On May 10, 1969, US troops began the attack on Hill 937 ("Hamburger Hill") in Vietnam. A short excerpt:
"Why the Battle for Hamburger Hill Was So Controversial
BARBARA MARANZANI
After 10 days of bruising battle, U.S. forces took the hill, only to abandon it days later. Sniper fire was so intense, one soldier called it 'a human meat grinder.'
For almost 11 days in May 1969, American troops waged a deadly battle for control of a 3,000-foot-tall hill in a remote valley in South Vietnam. Famously known as “Hamburger Hill,” the battle launched the first phase of Operation Apache Snow, a coordinated attack by the U.S. Army and South Vietnamese forces (known as the Army of the Republic of Vietnam, or ARVN) against units of the northern People’s Army of Vietnam (PAVN). The operation’s goal: to eliminate enemy forces in the A Shau Valley, including a regiment commonly referred to as the “Pride of Ho Chi Minh.”

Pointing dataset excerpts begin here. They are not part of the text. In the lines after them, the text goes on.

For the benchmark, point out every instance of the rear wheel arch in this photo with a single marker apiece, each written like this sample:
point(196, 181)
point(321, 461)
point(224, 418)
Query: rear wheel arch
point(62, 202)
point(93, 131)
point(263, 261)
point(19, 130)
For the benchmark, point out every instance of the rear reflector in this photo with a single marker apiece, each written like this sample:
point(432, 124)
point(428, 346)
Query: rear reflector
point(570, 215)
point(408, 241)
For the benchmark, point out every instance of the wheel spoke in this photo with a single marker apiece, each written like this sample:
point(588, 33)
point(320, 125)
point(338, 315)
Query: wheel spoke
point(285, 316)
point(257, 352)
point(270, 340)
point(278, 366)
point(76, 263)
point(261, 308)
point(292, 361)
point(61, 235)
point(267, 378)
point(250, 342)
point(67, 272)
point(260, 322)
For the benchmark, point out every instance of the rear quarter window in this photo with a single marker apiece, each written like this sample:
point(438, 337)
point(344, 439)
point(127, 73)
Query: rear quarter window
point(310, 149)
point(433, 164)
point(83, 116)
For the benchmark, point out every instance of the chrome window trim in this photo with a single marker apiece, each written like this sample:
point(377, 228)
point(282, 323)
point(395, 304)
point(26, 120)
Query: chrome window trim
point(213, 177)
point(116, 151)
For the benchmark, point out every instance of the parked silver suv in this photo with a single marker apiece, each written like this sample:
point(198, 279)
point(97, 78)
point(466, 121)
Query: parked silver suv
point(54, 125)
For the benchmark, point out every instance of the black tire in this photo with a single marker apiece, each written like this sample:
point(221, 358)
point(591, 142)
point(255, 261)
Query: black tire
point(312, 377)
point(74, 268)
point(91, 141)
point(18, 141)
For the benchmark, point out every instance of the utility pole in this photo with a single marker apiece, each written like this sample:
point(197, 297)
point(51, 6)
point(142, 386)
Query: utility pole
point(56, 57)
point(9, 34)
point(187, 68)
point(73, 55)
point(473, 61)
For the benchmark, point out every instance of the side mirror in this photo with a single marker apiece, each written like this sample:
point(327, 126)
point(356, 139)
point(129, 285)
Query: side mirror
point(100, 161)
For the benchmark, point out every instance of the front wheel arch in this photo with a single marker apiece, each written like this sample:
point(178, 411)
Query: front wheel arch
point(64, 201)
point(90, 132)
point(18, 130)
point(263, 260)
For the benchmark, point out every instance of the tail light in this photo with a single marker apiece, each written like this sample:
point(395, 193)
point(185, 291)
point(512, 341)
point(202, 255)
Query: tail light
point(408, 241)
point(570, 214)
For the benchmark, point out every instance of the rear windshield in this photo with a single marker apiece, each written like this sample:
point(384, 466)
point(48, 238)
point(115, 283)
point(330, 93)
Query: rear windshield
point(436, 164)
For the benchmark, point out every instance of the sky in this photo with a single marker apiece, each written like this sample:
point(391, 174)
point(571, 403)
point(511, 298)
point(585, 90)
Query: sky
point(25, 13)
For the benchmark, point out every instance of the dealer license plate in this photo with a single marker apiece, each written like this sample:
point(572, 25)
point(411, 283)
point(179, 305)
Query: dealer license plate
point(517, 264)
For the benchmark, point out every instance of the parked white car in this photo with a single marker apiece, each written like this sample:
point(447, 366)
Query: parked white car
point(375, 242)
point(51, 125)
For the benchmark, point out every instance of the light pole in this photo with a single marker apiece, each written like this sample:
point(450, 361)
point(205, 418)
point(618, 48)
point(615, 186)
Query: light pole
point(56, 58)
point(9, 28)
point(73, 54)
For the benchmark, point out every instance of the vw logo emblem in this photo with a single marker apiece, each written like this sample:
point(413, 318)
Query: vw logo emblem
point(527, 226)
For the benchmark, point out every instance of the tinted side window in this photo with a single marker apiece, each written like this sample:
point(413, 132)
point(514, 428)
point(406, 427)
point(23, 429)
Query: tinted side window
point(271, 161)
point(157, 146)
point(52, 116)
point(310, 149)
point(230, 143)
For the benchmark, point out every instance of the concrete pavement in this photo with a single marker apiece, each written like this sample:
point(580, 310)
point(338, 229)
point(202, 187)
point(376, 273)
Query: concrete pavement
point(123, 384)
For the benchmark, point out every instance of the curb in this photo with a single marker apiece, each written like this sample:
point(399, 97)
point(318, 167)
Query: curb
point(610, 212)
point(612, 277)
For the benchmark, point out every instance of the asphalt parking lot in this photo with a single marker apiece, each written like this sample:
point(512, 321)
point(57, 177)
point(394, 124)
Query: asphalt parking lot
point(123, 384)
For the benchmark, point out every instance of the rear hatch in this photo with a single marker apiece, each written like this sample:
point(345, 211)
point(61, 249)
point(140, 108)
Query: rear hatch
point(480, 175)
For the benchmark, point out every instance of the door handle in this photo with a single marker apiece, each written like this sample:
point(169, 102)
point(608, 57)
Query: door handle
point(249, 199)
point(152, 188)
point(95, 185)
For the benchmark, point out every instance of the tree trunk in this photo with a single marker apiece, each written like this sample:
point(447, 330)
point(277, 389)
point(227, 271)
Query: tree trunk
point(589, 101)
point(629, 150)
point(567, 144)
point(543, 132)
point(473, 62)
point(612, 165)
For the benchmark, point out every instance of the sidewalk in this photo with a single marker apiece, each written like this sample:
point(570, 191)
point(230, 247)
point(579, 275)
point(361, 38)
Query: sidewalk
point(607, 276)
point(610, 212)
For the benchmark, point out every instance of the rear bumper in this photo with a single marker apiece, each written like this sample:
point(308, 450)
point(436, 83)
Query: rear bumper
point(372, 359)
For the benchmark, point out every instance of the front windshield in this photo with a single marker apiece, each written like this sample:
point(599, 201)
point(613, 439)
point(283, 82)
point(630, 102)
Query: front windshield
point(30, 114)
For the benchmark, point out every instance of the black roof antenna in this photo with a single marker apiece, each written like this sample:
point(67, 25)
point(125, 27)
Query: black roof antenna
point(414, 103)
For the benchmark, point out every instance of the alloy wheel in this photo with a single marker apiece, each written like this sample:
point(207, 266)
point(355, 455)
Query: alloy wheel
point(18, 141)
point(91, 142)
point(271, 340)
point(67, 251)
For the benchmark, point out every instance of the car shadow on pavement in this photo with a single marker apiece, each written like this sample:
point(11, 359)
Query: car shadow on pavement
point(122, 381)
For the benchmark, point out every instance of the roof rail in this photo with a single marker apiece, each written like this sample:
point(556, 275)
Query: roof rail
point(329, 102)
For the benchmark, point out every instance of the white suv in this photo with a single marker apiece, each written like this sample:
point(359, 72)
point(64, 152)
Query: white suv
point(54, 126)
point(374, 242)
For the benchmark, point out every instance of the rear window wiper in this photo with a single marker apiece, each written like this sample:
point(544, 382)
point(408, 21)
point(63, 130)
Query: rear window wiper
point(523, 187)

Hamburger Hill marked a turning point in America’s involvement in the Vietnam War. After nearly a dozen deadly assaults, on May 20 the U.S. military finally captured Hill 937, known locally as Dong Ap Bia (“the mountain of the crouching beast”). When they abandoned it just days later, controversy erupted over what many saw as a senseless loss of lives—a debate that has continued in the decades since."